Kim deutete nur auf den Schreibtisch neben dem Beamer, auf dem noch alle Unterlagen und Akten lagen. »Dieser Herzluftballonfall interessiert mich näher. Das gibt es doch nicht, dass die damals gar nichts herausgefunden haben.«
»Die Soko hatte eben keine drei !!!, die ihnen geholfen haben!« Marie zuckte mit den Schultern.
»Was hast du denn vor?«, fragte Franzi.
»Na, ermitteln!« Kim stand auf, zückte ihr Handy und ging unauffällig nach vorne. »Schnell, macht mit, dann haben wir die Akte Roter Luftballon in null Komma nix abfotografiert. Und dann können wir uns unsere eigenen Gedanken dazu machen.«
Die Akte war ganz schön dick. Viele Zeichnungen und Fotos von den verschwundenen Schmuckstücken und ganze Bilderserien von den Tatorten waren zu einem dicken, leicht zerfledderten Bündel zusammengeheftet. Sie drittelten den Stapel und bald hatten sie alles abfotografiert.
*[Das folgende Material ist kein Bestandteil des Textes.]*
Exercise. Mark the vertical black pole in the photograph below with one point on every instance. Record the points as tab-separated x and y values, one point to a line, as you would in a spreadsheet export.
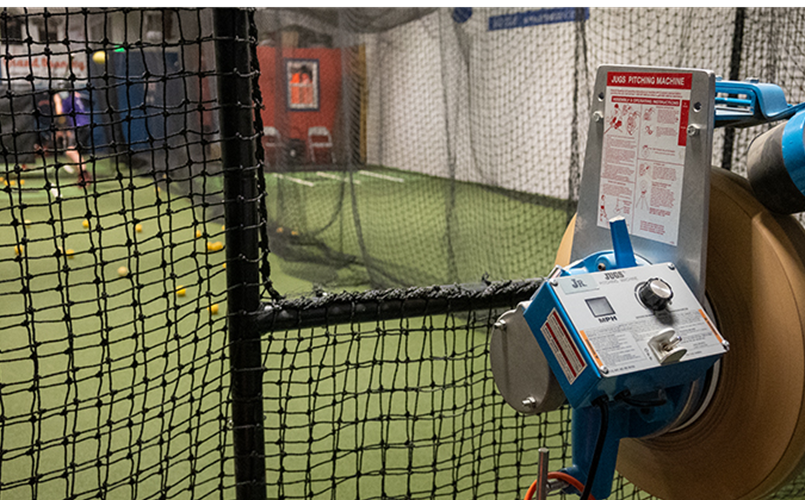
242	239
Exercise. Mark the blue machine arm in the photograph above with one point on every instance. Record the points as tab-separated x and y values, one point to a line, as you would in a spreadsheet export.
748	103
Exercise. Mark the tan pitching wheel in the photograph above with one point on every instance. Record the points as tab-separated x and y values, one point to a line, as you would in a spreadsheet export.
750	440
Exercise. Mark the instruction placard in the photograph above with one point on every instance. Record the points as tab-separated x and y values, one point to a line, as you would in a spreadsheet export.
643	152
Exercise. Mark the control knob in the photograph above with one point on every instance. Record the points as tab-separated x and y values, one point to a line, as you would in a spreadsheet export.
655	293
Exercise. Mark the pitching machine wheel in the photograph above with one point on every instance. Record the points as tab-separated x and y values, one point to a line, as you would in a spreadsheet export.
750	439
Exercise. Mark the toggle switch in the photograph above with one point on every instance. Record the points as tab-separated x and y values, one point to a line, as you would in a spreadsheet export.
665	346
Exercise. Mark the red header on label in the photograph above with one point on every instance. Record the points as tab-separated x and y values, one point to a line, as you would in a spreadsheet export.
650	80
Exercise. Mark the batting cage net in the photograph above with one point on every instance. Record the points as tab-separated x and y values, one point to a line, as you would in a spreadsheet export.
154	155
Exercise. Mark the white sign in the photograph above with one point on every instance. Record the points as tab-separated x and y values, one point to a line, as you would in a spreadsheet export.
57	67
643	154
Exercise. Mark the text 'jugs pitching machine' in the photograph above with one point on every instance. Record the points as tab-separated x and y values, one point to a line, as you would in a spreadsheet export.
674	303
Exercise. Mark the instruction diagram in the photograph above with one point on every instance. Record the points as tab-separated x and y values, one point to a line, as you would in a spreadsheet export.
643	157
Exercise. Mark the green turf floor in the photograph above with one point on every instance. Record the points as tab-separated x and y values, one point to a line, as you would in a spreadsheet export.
117	386
108	381
396	228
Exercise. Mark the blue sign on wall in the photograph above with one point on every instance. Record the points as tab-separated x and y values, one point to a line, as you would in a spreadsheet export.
536	17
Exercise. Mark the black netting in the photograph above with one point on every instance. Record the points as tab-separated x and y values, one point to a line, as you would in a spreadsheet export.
113	372
396	146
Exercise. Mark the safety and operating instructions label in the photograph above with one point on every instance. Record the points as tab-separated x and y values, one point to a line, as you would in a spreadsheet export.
643	153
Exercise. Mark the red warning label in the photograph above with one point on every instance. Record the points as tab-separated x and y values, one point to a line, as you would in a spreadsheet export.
563	346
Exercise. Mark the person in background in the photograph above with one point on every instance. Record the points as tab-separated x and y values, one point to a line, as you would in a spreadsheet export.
74	121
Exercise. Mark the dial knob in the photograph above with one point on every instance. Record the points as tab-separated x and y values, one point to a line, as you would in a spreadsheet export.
655	294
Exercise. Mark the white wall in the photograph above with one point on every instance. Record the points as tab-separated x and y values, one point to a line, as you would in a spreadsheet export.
498	105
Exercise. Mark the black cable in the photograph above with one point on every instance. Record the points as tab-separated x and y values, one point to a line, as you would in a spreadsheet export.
626	397
601	403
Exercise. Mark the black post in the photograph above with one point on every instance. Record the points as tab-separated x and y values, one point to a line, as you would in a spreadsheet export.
242	239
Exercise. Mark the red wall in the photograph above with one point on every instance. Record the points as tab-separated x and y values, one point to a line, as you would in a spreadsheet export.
292	123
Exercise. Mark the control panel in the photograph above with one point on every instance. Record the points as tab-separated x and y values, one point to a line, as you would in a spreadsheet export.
615	324
636	318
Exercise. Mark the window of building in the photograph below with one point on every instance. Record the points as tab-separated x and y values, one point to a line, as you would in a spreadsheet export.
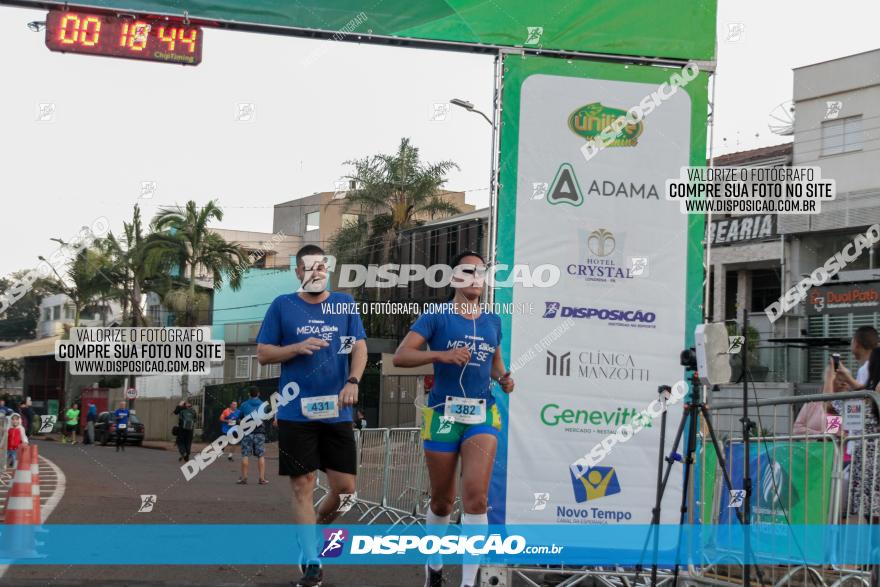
766	288
842	135
243	367
348	219
312	221
731	281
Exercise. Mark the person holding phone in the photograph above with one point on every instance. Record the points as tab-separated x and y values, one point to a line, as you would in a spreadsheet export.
864	341
460	419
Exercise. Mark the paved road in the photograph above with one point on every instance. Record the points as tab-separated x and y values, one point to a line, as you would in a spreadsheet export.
104	487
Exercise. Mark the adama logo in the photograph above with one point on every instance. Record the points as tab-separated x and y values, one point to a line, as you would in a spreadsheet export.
590	120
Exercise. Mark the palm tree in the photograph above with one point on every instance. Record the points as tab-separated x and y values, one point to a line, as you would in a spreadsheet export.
394	189
182	242
89	278
130	257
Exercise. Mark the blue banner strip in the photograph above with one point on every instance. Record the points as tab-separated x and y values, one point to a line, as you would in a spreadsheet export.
277	544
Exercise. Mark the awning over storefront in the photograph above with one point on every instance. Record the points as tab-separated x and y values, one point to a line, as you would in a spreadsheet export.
32	348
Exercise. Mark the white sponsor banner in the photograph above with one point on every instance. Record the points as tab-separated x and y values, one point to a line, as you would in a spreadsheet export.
623	252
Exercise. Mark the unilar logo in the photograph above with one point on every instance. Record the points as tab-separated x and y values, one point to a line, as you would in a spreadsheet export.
334	542
346	343
147	504
589	121
601	242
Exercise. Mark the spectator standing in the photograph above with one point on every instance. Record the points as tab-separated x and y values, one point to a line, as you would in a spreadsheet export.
27	415
254	443
229	418
186	424
91	417
121	416
71	423
864	481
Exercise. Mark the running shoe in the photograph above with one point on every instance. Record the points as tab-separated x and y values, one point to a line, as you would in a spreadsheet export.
433	578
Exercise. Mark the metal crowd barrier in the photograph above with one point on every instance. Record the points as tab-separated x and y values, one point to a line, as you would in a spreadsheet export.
392	478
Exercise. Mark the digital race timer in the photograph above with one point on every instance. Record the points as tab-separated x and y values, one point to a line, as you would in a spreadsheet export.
114	36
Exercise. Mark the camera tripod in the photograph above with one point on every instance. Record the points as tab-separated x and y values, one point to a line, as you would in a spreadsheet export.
695	408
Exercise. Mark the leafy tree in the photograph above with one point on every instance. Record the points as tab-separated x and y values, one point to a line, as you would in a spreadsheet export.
19	322
182	242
»Ganz in Ordnung ist das aber nicht!« Franzi war das schlechte Gewissen ins Gesicht geschrieben. »Wir hätten ja auch fragen können!«
Kim steckte das Handy wieder in den Rucksack. »Kommissar Peters hätte uns auch schon lange fragen können, finde ich. Da hat er so viele schöne ungelöste Fälle und wir haben doch immer wieder zwischendurch eine Detektivflaute!«, wandte Kim ein. »Und wenn wir nichts herausbekommen: egal! So wenig Erfolgsdruck hatten wir noch nie.« Sie heftete die losen Blätter wieder ein. »Jetzt wollen wir mal sehen, wo die anderen sind.«
»Und was machen wir jetzt mit all den Handyfotos?«, fragte Franzi und biss von einem dick belegten Käsebrötchen ab, das sie an einem der Verkaufsstände im Hof gekauft hatte.
»Wir sind ja nachher im Fotostudio, um Davids Mutter zu helfen«, meinte Kim. »Bestimmt dürfen wir uns da Farbausdrucke machen. Dann übersehen wir auch kein Detail.«
»Gute Idee! Was steht da heute an?«, wollte Marie wissen.
»Soweit ich weiß, stehen Ausmisten und Aufräumen auf dem Programm. Im Laufe der Jahre hat Opa Rainer wohl so einiges angesammelt. Und dafür sollten wir uns stärken. Habt ihr den Apfelstrudel vorne beim Kuchenverkauf gesehen?« Kim schleckte sich über die Lippen. »Der duftet bis hierher!«
Franzi lachte. »Kannst mich ja mal beißen lassen. Das muss ich schon aus Konkurrenztest-Gründen für meine Mutter. Nicht, dass es plötzlich einen besseren Apfelstrudel auf der Welt gibt als ihren. Es wäre nicht auszudenken … Allerdings will ich vorher noch etwas ausprobieren. Ich muss unbedingt in dieses Hüpfgefängnis!«
Als die drei !!! vor dem Fotogeschäft Bild&Schön in der Innenstadt ankamen, wehte ein milder Wind und wirbelte ein paar Plastiktüten durcheinander. Franzi fing sie gekonnt auf, zerknüllte sie und warf sie in den nächsten Abfalleimer. »Sieht zwar schön aus, wenn die so tanzen, ist aber schlecht für die Umwelt«, murmelte sie.
Sie sperrten ihre Räder aneinander und öffneten die Ladentüre.
PLING! PLANG! PLONG!
»Es klingelt«, rief jemand jubelnd von hinten. »David, du hast alles richtig gemacht!«
Anne Lindemann, Davids Mutter, betrat den Verkaufsraum und begrüßte die Mädchen. »Schön, dass ihr da seid. Wir haben nämlich genau zwei Stunden an diesem Gong hier herumgebastelt. Und jetzt hat er zum ersten Mal funktioniert. Kommt doch bitte noch einmal rein!«
»Eine meiner leichtesten Übungen«, meinte Franzi und ging aus dem Laden. PLING! PLANG! PLONG! tönte es, als sie die Tür wieder öffnete.